MILAN (Reuters) – Italy plans to tighten health checks to ensure that work is not disrupted in a small northern town specialising in the production of medical supplies to tackle its coronavirus crisis.
The area snuggled around the medieval town of Mirandola has become a focus for desperate health authorities seeking to source equipment in the European country where COVID-19 has taken the most deadly toll.
Already home to a cluster of companies making high-end products for dialysis, heart surgery and transfusions, it has found itself on the front line of efforts to treat patients during the pandemic.
“This is a key strategic sector that we need to nurture and we’re going to make sure it stays open for business,” said Sergio Venturi, coronavirus czar for the northern region of Emilia Romagna where Mirandola is located.
The idea is to ask companies to carry out swab tests on their employees to help monitor the health of workers in an area deemed of national strategic interest.
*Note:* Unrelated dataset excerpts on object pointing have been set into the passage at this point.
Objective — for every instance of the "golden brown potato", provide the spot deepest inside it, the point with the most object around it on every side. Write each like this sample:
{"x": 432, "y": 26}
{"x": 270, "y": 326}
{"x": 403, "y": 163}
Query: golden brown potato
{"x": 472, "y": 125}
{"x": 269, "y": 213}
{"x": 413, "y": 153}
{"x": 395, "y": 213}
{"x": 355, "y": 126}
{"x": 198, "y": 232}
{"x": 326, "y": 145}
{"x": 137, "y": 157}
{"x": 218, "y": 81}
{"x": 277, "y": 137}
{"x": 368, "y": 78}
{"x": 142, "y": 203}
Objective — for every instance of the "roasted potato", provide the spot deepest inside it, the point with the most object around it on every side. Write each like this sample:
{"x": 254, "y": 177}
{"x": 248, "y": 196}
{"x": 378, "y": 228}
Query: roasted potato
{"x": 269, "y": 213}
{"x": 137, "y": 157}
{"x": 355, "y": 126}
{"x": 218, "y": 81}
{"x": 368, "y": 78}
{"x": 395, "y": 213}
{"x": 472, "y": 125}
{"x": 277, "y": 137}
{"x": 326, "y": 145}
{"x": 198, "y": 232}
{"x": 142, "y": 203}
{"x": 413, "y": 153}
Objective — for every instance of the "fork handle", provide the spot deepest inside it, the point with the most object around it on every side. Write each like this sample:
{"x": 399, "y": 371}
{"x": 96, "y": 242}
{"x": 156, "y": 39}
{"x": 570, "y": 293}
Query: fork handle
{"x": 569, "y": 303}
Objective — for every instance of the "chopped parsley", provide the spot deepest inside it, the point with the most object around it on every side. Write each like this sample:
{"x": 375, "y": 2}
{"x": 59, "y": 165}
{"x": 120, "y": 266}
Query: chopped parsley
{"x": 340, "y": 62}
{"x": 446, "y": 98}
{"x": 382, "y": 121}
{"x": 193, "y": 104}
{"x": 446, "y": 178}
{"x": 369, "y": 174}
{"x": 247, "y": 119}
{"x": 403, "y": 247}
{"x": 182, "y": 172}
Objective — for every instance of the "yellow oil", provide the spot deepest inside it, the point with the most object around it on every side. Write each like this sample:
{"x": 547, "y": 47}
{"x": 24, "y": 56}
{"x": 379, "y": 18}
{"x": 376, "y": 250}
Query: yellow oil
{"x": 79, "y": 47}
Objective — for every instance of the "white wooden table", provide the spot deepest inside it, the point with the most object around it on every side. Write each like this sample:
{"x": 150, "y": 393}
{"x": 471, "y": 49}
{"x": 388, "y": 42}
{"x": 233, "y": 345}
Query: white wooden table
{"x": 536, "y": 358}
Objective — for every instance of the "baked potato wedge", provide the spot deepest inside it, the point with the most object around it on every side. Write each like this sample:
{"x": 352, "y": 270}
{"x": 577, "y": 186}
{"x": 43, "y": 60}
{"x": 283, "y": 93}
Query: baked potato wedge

Faster tests being developed in a nearby laboratory could also come into play once validated.
“What we’re looking to do is ask for daily screening for all staff in the area so there’s no risk of the virus leading to a shutdown. We can’t afford that,” Venturi told Reuters.
The measures underline the importance of the hub, created around 50 years ago by the pharmacist and entrepreneur Mario Veronesi.
CLUSTER OF COMPANIES
Mirandola, which has a population of only around 24,000, plays host to about 100 high-tech medical companies including Germany’s Fresenius SE, ventilator multinational Medtronic, and UK respiratory support group Intersurgical.
Companies have been working flat out on coronavirus-related production such as filters and circuits to help supply oxygen, and disposable medical items to hook patients up to ventilators.
Production in the area, badly damaged in a deadly earthquake eight years ago, has shot up by more than 20%.
Dimar, one of a handful of companies producing respiratory helmets, had police and staff from Italy’s Civil Protection unit knocking on its doors to take stock back to neighbouring Lombardy, one of Italy’s worst affected regions.
The company, which supplies emergency departments in around 125 hospitals, has ratcheted up output of its face-covering helmets that allow patients to be treated away from overwhelmed intensive care units.
“We wanted to double production but it’s just not possible since that would require building plant and that takes more than six months,” Dimar founder Maurizio Borsari said, adding that problems faced by suppliers, transport bottlenecks and a shortage of raw materials was also holding up work.
Borsari said police patrols in the district had risen sharply since the crisis started to protect businesses.
A dearth of equipment such as surgical masks and ventilators has left hospitals and medical staff across the north struggling to cope, and concern is growing the spread of the virus to the poorer south could cause some health systems there to collapse.
It was another Mirandola company, UK-based Intersurgical, that in 72 hours last month built a prototype circuit developed by an Italian medical team allowing two patients to use the same ventilator – effectively doubling capacity at a stroke.
Giuliana Gavioli, regulatory director at German dialysis and blood product group B. Braun, points to the role of local expertise in underpinning broader efforts to fight COVID-19.
“They’re giving special status to this district because of its biomed pedigree and they want to get a task force in place to move on a series of fronts such as identifying product lines that can be converted to produce vital equipment and medical devices,” she said.
She points to the example of recent start-up Tecnopolo, which has around 20 researchers.
Set up in 2015 to provide biotech research services, it now concentrates on certifying the masks made by a legion of companies around the country that have switched from other product lines such as fashion.
“Work has ballooned. We’re in contact with around 250 companies across the country that want their production lines authorised,” says Tecnopolo coordinator Laura Aldrovandi.